12/12/2015 di Redazione
«Io Luigino me lo sento sulla coscienza perché mi sono comportato da impiegato di banca e se fossi stato una persona che rispettava le regole non gli avrei fatto fare quel tipo di investimento». A parlare è Marcello Benedetti, ex impiegato ex impiegato della Banca Etruria di Civitavecchia, la banca dove Luigino D’Angelo aveva investito tutti i suoi risparmi per poi scoprire di aver perso tutto e decidere di togliersi la vita. Bendetti racconta Federica Angeli di Repubblica come fosse la banca stessa a dire ai propri dipendenti di mentire ai clienti sui rischi degli investimenti:
Fu lei a “convincere” Luigino ad investire i suoi risparmi in obbligazioni subordinate?
«Sì, Luigino fu uno dei primi clienti della banca a cui proposi questo investimento».
Lo mise al corrente dei reali rischi che correva in questo tipo di operazione?
Gli occhi si inumidiscono. «Firmò il questionario che sottoponevamo a tutti, nel quale c’era scritto che il rischio era minimo per questo tipo di operazione».
Una bugia scritta in un contratto?
«In realtà nelle successive carte che il cliente firmava, era presente la dicitura “alto rischio”, ma quasi nessuno ci faceva caso. Era scritto in un carteggio di 60 fogli».
E voi impiegati non mettevate al corrente i clienti?

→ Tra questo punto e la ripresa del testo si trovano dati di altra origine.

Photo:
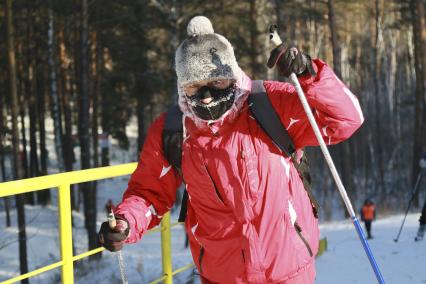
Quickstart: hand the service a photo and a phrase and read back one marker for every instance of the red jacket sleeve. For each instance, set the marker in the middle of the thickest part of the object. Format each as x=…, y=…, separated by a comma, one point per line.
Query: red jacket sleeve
x=151, y=191
x=335, y=108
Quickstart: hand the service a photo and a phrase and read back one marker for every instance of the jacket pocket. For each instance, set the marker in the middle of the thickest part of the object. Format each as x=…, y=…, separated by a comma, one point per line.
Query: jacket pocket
x=300, y=234
x=219, y=196
x=200, y=260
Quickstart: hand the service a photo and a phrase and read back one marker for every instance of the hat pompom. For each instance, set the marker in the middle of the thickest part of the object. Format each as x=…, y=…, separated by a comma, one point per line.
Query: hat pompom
x=199, y=25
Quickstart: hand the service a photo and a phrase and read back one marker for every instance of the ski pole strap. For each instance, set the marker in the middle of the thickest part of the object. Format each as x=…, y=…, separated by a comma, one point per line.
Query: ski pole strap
x=183, y=207
x=303, y=171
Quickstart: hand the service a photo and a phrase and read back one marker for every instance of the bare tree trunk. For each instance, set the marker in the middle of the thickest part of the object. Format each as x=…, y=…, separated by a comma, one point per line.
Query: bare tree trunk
x=2, y=155
x=55, y=105
x=17, y=169
x=31, y=96
x=419, y=38
x=89, y=193
x=66, y=90
x=43, y=196
x=260, y=16
x=343, y=149
x=379, y=4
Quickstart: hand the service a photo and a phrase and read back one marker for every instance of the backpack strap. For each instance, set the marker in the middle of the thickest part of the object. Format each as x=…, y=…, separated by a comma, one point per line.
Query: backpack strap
x=265, y=114
x=173, y=137
x=172, y=147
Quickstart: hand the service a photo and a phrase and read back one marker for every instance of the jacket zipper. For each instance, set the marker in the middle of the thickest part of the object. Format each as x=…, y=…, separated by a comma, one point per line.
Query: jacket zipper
x=200, y=259
x=214, y=185
x=299, y=233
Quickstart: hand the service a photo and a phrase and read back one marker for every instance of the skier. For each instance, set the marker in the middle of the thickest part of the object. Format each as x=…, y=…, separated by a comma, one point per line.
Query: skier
x=249, y=218
x=368, y=214
x=422, y=220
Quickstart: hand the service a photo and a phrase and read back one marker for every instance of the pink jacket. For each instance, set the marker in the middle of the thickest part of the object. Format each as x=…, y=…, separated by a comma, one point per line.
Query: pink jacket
x=249, y=217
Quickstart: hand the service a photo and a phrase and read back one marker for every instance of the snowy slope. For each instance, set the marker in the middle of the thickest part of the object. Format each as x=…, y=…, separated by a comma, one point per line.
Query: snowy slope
x=344, y=262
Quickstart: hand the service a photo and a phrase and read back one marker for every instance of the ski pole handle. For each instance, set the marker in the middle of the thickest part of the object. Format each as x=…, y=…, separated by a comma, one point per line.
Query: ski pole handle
x=112, y=222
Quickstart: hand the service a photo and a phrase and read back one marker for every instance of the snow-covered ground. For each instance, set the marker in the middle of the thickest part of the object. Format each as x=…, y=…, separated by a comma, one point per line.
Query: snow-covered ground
x=343, y=262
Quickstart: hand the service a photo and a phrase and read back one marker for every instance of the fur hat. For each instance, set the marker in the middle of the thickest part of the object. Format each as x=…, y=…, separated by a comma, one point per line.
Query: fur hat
x=204, y=54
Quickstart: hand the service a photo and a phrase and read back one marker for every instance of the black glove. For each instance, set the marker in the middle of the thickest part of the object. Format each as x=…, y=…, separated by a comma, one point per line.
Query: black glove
x=113, y=239
x=290, y=60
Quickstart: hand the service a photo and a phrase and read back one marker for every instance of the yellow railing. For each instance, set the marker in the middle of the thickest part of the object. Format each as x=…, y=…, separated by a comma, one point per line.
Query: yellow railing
x=62, y=182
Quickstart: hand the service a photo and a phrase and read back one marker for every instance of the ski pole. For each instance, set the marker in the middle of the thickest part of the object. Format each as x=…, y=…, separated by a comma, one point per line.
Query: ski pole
x=112, y=223
x=276, y=39
x=413, y=193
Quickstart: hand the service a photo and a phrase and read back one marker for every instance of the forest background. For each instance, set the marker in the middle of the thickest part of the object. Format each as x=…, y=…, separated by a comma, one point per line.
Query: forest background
x=90, y=66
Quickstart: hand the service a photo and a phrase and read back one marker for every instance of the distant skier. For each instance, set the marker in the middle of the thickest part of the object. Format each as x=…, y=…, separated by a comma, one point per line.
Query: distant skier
x=422, y=220
x=368, y=214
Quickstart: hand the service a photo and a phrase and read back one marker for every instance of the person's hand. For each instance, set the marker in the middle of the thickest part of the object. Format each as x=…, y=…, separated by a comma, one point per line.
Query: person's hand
x=422, y=162
x=113, y=239
x=289, y=59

«Avevamo l’ordine di convincere più clienti possibili ad acquistare i prodotti della banca, settimanalmente eravamo obbligati a presentare dei report con dei budget che ogni filiale doveva raggiungere. L’ultimo della lista veniva richiamato pesantemente dal direttore ».
«CI DICEVANO DI MENTIRE» – E quando il cliente chiedeva i propri soldi, l’obbligo era quello di rispondere che «Non c’era liquidità». Insomma, l’ordine era quello di mentire:
Pare di capire che la linea fosse quella di mentire al cliente, o meglio, di omettere verità. È così?
«È così. Quando i clienti venivano a chiederci la liquidità la banca ci diceva di rispondere che non ne aveva e che non sapevamo quando sarebbe stata disponibile. Quando si facevano insistenti, dovevamo dirgli che quelle obbligazioni erano finite nel mercato secondario e che non si vendevano».
«OGNUNO DI NOI CONVINCEVA PIÙ CLIENTI POSSIBILI» – L’ex impiegato di Banca Etruria racconta un clima di “sudditanza psicologica” che obbligava lui e i suoi colleghi ad agire in quel modo per paura di perdere il lavoro:
«All’interno della banca ci dicevano che la banca era sull’orlo del fallimento, e che l’aumento di capitale serviva a salvarci e che se non ci fossimo dati da fare la banca avrebbe chiuso e noi saremmo stati licenziati. Ecco perché ognuno di noi convinceva più clienti possibili».